To find the nth term of this sequence, we first need to identify the pattern. The differences between consecutive terms are 5, 9, 13, 17, and so on. These are increasing by 4 each time. This means that the nth term can be calculated using the formula n^2 + 4n + 1. So, the nth term for the sequence 5, 10, 19, 32, 49 is n^2 + 4n + 1.
What is the nth term of 3 8 13 18 23?
Un = 5n - 2
What is the nth term for the sequences 7 13 19 25?

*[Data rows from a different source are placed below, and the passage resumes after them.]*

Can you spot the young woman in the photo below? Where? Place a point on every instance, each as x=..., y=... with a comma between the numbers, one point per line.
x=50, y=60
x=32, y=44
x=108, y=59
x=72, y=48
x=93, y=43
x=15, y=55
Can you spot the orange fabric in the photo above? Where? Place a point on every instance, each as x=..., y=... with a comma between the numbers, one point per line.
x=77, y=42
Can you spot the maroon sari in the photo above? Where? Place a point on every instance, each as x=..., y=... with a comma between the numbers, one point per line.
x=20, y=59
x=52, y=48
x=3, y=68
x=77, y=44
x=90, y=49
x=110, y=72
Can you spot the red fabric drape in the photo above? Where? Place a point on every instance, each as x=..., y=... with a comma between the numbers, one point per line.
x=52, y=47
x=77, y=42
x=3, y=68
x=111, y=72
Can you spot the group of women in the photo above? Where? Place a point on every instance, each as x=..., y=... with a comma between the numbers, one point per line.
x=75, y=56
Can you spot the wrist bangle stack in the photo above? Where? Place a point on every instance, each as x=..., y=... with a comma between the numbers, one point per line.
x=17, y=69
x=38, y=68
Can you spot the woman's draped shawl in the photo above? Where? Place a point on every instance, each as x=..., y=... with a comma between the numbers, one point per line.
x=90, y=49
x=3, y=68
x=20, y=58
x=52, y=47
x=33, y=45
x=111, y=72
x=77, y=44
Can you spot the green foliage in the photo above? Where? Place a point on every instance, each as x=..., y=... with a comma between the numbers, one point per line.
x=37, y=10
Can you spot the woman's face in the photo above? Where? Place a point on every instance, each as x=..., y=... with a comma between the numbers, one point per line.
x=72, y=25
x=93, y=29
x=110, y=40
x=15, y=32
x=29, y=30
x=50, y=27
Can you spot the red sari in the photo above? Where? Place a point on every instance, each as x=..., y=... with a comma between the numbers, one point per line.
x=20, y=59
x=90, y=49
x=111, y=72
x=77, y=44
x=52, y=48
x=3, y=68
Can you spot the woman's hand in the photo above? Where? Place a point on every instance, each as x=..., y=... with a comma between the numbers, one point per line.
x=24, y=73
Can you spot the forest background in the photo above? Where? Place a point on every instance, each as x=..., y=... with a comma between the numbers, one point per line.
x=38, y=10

The nth term is 6n+1 and so the next term will be 31
What is the nth term 9 13 17 21?
It is 4n+5 and so the next term will be 25
what is the nth term of 13, 16, 19, 22?
The nth term of an arithmetic sequence is given by. an = a + (n – 1)d. The number d is called the common difference because any two consecutive terms of an. arithmetic sequence differ by d, and it is found by subtracting any pair of terms an and. an+1.
What is the nth term of the sequence 13 17 21 25 29?
The given sequence is an arithmetic sequence where each term increases by 4. The first term (a) is 13, and the common difference (d) is 4. The nth term can be found using the formula: ( a_n = a + (n-1)d ). Therefore, the nth term is ( a_n = 13 + (n-1) \cdot 4 = 4n + 9 ).
What is the nth term for 1 7 13 19?
The given sequence is an arithmetic sequence with a common difference of 6. To find the nth term of this sequence, we can use the following formula: nth term = first term + (n - 1) x common difference where n is the position of the term we want to find. In this sequence, the first term is 1 and the common difference is 6. Substituting these values into the formula, we get: nth term = 1 + (n - 1) x 6 nth term = 1 + 6n - 6 nth term = 6n - 5 Therefore, the nth term of the sequence 1, 7, 13, 19 is given by the formula 6n - 5.